Les dégâts y sont d'ores et déjà considérables, ont affirmé plusieurs témoins à l'AFP.
Parmi eux, Minas Tsotdanis, un agriculteur dont la maison située dans un hameau à proximité, a été détruite.
"Le feu était trop violent et le vent soufflait avec une force incroyable. Il n’y avait rien à faire, sinon regarder l’incendie. Ma maison a été entièrement détruite", a-t-il expliqué.
Malgré les ordres d'évacuation envoyés sur les téléphones portables, certains ont refusé de les suivre.
"Nous ne quitterons pas notre maison", a lancé Kalimira Karnaouri, du village voisin d'Agios Georgios. "Si nous partons, nous n'aurons plus de maison. Peu importe ce que l'on nous dit, nous resterons".
- "Tout est touché" -
Le vent "embrase (...) tout sur son passage (...) Les animaux, tout est touché", a expliqué à l'AFP Albert Bushaj, un bénévole de 40 ans.
L'incendie s'est déclaré vendredi près du village côtier voisin d'Agios Vasileios.
Avec déjà 4 à 5.000 hectares parcourus par le feu, les dégâts autour de Porto Germeno sont "inconcevables", a jugé Theodore Giannaros, météorologue de l'Observatoire national d'Athènes, sur Facebook.
Par ailleurs, près de 100 pompiers sont mobilisés sur un autre incendie à Aigialia, dans le nord du Péloponnèse (sud).
Des incendies ont frappé plusieurs régions de Grèce depuis mardi, notamment sur les îles prisées de Crète et de Paros où la saison touristique bat son plein. Quelque 6.000 hectares sont partis en fumée sur ces deux îles, selon meteo.gr.

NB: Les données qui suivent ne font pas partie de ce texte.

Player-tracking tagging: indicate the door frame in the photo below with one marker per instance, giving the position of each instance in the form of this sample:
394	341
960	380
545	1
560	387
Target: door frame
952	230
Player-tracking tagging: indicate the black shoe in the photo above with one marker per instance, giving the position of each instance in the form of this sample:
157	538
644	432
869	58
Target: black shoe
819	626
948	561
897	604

Vendredi soir, le feu s'est rapproché d'Athènes forçant les autorités à ordonner l'évacuation d'une partie d'une banlieue d'Athènes. Les habitants ont pu en fin de soirée regagner leur logement.
Trois pompiers ont été tués.
La région d'Athènes mais aussi une partie de l'île d'Eubée ont été placées en état d'alerte maximum ce samedi tandis que le risque est très élevé sur une partie de la Crète et une majorité d'îles de la mer Egée notamment.
Les vents devraient toutefois perdre en intensité ces prochains jours, selon les services météorologiques EMY. Pour dimanche le risque de feux sera encore très élevé dans la région d'Athènes et de Porto Germeno notamment.
Le Premier ministre Kyriakos Mitsotakis a prévenu jeudi que le pays allait vivre "des jours difficiles".
La Grèce, touchée de plein fouet par la crise climatique comme l'ensemble du pourtour méditerranéen, est en proie à des incendies chaque été en raison de fortes températures, de canicules fréquentes, et de la sécheresse.